Bei der Parlamentswahl in Albanien lassen die bisherigen Auszählungsergebnisse auf einen Sieg des Oppositionsblocks um die Sozialisten (PS) von Edi Rama schließen. Die Allianz für ein Europäisches Albanien des Ex-Bürgermeisters von Tirana liegt bei einem Auszählungsstand von 20 Prozent laut Medienberichten in elf der zwölf Wahlkreise vorne - mit einer Ausnahme selbst in den nördlichen Hochburgen der regierenden Demokraten (PD) von Ministerpräsident Sali Berisha.

Beide Seiten hatten bereits kurz nach Wahlschluss am gestrigen Sonntag ihren Sieg verkündet. "Die 'Wiedergeburt' hat gewonnen", sagte Rama auf einer Pressekonferenz in Tirana vor Anhängern, die "Sieg" skandierten, in Zitierung seines Wahlslogans.
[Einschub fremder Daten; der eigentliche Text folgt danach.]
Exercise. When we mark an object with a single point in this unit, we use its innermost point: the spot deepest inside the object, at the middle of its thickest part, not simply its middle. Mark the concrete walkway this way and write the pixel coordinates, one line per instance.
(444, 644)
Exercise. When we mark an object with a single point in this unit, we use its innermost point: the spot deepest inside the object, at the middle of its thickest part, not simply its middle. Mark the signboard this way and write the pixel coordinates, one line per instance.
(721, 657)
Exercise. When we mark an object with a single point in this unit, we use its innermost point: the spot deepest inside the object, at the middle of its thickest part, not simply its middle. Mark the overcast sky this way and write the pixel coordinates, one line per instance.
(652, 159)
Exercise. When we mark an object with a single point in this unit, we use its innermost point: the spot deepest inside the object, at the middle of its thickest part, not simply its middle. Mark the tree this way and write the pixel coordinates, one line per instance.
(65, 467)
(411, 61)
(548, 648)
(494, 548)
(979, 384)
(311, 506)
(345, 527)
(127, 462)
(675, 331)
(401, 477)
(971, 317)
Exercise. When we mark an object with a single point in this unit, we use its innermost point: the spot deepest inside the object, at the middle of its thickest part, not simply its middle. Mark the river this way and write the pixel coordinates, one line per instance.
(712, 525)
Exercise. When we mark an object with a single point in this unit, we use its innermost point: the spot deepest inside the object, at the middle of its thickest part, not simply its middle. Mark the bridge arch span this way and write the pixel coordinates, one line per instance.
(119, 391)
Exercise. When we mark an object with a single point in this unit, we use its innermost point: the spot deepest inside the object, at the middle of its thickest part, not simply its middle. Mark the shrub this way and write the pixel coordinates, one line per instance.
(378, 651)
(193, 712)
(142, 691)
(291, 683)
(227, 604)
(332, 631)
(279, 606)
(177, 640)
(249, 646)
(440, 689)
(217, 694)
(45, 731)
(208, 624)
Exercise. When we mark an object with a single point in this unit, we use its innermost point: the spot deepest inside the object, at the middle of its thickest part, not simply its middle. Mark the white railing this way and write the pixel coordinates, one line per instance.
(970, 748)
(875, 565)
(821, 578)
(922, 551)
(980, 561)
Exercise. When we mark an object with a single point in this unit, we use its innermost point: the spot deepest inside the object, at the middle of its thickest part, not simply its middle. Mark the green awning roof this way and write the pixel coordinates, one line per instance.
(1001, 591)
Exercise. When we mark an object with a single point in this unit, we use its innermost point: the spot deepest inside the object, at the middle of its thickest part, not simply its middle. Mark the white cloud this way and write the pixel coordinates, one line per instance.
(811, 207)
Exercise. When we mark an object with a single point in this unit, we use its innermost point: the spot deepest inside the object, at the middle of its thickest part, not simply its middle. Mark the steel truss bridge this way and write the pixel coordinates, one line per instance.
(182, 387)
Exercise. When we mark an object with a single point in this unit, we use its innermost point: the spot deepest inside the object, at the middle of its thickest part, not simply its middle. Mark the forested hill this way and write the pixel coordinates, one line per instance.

Berisha ließ wissen: "Ich bin von unserem großen Sieg überzeugt."

Vor allem für Rama (48), aber auch für den seit acht Jahren amtierenden Berisha, geht es bei der Wahl um das politische Überleben. Rama konnte Berisha bei der Parlamentswahl vor vier Jahren nicht ablösen; bei den Lokalwahlen 2011 verlor der PS-Chef zudem seinen Bürgermeister-Posten. Verliert er die Wahl, dürften auch seine Tage als Parteivorsitzender gezählt sein.

Berisha wollte vor der Wahl nicht sagen, ob er bei einer Niederlage in der Politik bleibt. Wenn er abgewählt wird, müsste er sich mit der Rolle des Oppositionsführers begnügen; bei der nächsten regulären Wahl, bei der er wieder an die Macht kommen könnte, wäre er 73 Jahre alt.

Kein Mann hat die albanische Politik seit dem Ende der kommunistischen Diktatur geprägt wie Berisha, einstiger Kardiologe des kommunistischen Diktators Enver Hoxha: 1997 war er in seiner schwärzesten Stunde nach krassen Unregelmäßigkeiten bei einer Wahl und dem Zusammenbruch dubioser Finanzgesellschaften, die viele Albaner um ihre Ersparnisse und das Land an den Rand des Bürgerkriegs brachten, als Staatspräsident zurückgetreten. 2005 feierte der heute 68-Jährige ein fulminantes Comeback als Regierungschef.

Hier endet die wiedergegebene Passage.